Партизаны Гражданской войны

Рассказ коренного жителя села Петровское Козлова Виктора Ивановича, написанный им в сентябре 2024 г. о событиях Гражданской войны в селе.

***

Моя бабушка по материнской линии – Агафья Константиновна Пожалова (в девичестве Ракова) – родилась в 1888 году и, как часто водилось в те времена, вышла замуж едва ей исполнилось 18 лет.
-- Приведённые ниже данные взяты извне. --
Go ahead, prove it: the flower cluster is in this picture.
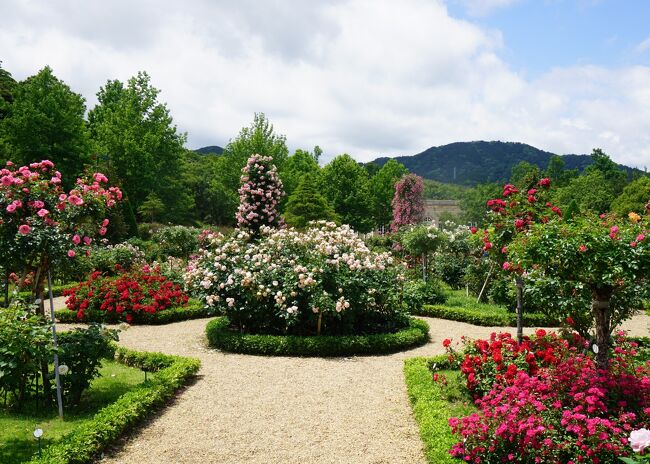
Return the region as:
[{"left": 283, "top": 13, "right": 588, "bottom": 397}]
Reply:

В 1907 году в молодой семье Агафьи и Варлама родился первенец – Николай, а в 1914 году – Иван. Жили очень бедно. Варлам, хоть и был мастером на все руки, постоянной работы не имел, перебивался случайными заработками на барском дворе. Да и родители Агафьи, Константин Степанович и Елена Васильевна Раковы, жили не лучше – земли не имели скотину не держали, батрачили на барина за похлёбку да кусок хлеба.

Меж тем настал 1917 год. Осенью сменилась власть, но жить стало не легче. В народе ходили разговоры всякие: дескать нет теперь царской власти и барина больше нет, заживем теперь по-другому. А как заживём никто и не знал. За такими разговорами прошли зима с весной – ничего не поменялось в жизни крестьян. Уж думали брешут заезжие люди – и царь на месте, и барин, как всегда на тройке с бубенцами, приедет проведать своё поместье. Не случилось…
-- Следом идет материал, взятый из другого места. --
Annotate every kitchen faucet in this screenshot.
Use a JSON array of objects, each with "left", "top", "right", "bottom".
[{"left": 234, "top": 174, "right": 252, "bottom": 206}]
Летом 1918 года Варлам, сказав, что никто не придёт жизнь нашу менять пока сами всё в руки не возьмём, собрал десятка полтора мужичков и отправился с ними куда-то в сторону Тимашевки. Там собирались какие-то революционные силы. Все эти политические и военные баталии моя бабушка не понимала, а с вопросами к мужу не лезла, не до того было – на руках двое детей, уже большеньких, одиннадцати и четырёх лет, кормить их надо. Хотя вскоре муж вернулся в числе многочисленного отряда неравнодушных сельчан, большевистских активистов, желающих установить советскую власть и воевать за неё с оружием в руках, если будет на то необходимость.

В те недолгие дни замордованные и перебивающиеся с хлеба на соль жители села поверили в себя, в свои силы, в то, что скоро всё изменится в лучшую сторону. В бедняцких избах проходили стихийные собрания, где говорили о новой жизни, о новой власти. Пришла их рабоче-крестьянская власть. Власть-то пришла, да не установилась…

Варлам дома почти не бывал, всё решал с мужиками какие-то очень важные вопросы. А однажды пришёл с несколькими вооружёнными не знакомыми людьми и спрятал в доме довольно много оружия. Отец Агафьи и её дядя, Константин и Тит Раковы, как могли помогали во всех делах зятю. Много в селе в то время было не знакомых людей с оружием. Чем конкретно все эти люди занимались и что собирались делать дальше бабушка не знала, да и не хотела вникать. Только настало время и село опустело.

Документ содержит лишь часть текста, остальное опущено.